The baby’s stomach is swollen and tight. It is not normal for a breastfed baby. I ask if the baby has been given anything else. I see the mother look at her own mother with worry and answers, “no.” I suspect he was given something, as is the custom.
The children who gather show signs of malnutrition; the red in the hair, swollen bodies sores but not starving. There is a seasonal pond in front of most houses with lotus flowers, cress and fish. They seem to serve as a place for rain to go during the rainy season; ancient bio swales. During this season there is more food but not enough to last all year long. The cows, well cared for, are a lifeline. It is no wonder then that they sleep with the family.
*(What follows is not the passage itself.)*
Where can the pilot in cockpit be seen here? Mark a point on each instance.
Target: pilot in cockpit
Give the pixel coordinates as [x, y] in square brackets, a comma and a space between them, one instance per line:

Another baby is congested from the fires that burn under the house. Children have runny noses.
The homes we pass are lovely and have been designed to preserve and protect through the dry and rainy seasons. They collect rainwater; have bio swales, fruit trees and bicycles. Light filters through the roof into the family sleeping quarters.
Those who can, have a small business outside their home, selling something as a way of making a little extra money. Beyond the village are rice fields as far as you can see. We bump along from house to house, white women coming to visit. The babies are weighed, blood pressures taken and questions answered as we rest in sweet delight with the women of the villages.
In town, the space under the house is crowded with motorcycles, cooking and storage. In time, some have been filled in to make a downstairs with doors and windows. As the factories claim more and more women, these lovely homes where women and children gather each morning will fade. The large airy sleeping lofts become bedrooms and beds replace the bamboo mats.